女儿爱纯明明有高选票,但竞选班长还是输给了出身优越的男孩,回家之后委屈嗷嗷哭。光礼吭哧吭哧帮自己的孕妇朋友干活,比犁地的牛还能干,半借半“抢”借来对方的结婚项链,穿上自己最体面的一身行头,去学校给老师送礼。
女儿险些被外来的人贩子虏走,光礼为抓人贩子简直魔怔,在海鲜摊上对每一个年纪外貌相近的妇女都自行“搜证”、查看手腕上是否有女儿描述的标志。
光礼提着脑袋在海底求一口饭,日子过得何止辛苦?
纵使在海里过得有今天没明天,不知道一口气能不能喘上来,她对女儿也依旧是掌上明珠式倾其所有。
女儿总担心海女母亲,在深深的大海深处,无命可归;
母亲总担心幼小的孩子们,在熙攘的人群中,无饭可食、无人可依。
这种苦楚中浓郁的羁绊,混杂着孩童的天真浪漫,海女的强悍、辛劳和不幸,在剧作开头,便营造出了一种独特又浓烈的“海女”氛围。

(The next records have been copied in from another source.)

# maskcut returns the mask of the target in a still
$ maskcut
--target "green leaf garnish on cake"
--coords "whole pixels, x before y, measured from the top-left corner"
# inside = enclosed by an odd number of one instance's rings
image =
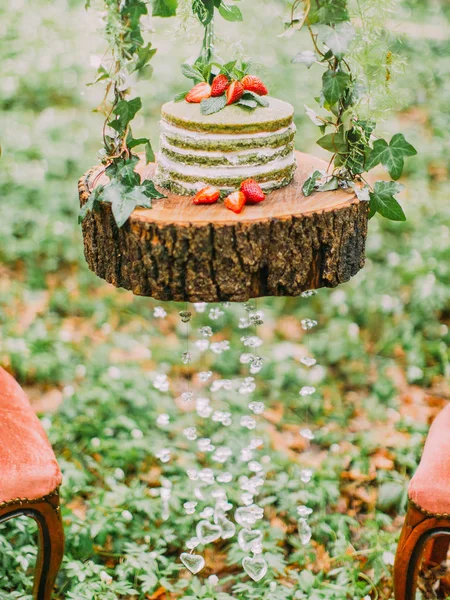
[[[202,60],[192,65],[185,63],[181,66],[183,75],[195,85],[188,92],[177,94],[174,101],[201,104],[203,115],[213,115],[231,104],[246,110],[266,107],[267,87],[259,77],[249,74],[250,67],[246,62],[238,66],[236,60],[224,65]]]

是苦难叙事,但不煽情、更不是歌颂苦难,日子惨惨依旧有春光漫漫,有雷霆风雨一般的力量。
二,爱纯:大风浪中的逆行者、从理想到现实的过渡色
光礼是是一张将自己拉到极限的弓,竭力自劳以养人,断在二十九岁的凄冷海水中。
后来的爱纯,叔父嫌弃、继父再婚,拼命想攒得上大学的学费,却小小年纪就被困在“我无处可去”的困境中。
于是,高中阶段的爱纯,和她一直以来的同学、忠诚的小跟班、纯情的爱慕者梁宽植,开启私奔大业。
与其说这只是私奔,不如说是反抗、求新生求自主,是恋爱版的“道不行、乘桴浮于海”,是不知天高地厚的逆行者。
与其说是恋爱脑,不如说是“远行脑”,是闯荡新世界的梦想脑,是“故乡无容我之地,我带小跟班外出讨生活”。
爱纯当初没踏进“听话胡乱嫁给糟糕大叔”的火坑,但与其说梁宽植就是正确归宿,不如说爱纯选择了一种理想化的自我回应。
梁宽植从小就是爱纯的“跟屁狗”,小小年纪拖着鼻涕,可可爱爱在海女们的玩笑中回答:如果未来爱纯竞选成功、他就跟着当第一老公(男版第一夫人)。给她送鱼、替她卖菜,还当她拔牙的被试验对象。
与其说这是言情剧常见的无来由钟情,不如说爱纯在她心中是天降英雄一般的存在。
这是从“她保护他”开始的另一种主体叙事,一种双向救赎、双向守护的回响。
梁宽植对爱纯,从来不是世俗标准的娶妻模式,不会如糟糕大叔那般说“娶了你就有人免费干活,为啥要付费”,而是灵魂吸引的爱重模式,所以他才会是歧视的、大环境下,第一个和妻子同桌吃饭的,第一个让女儿骑三轮车的,第一个对“婆婆欺负媳妇”这种常见戏码坚决说不的。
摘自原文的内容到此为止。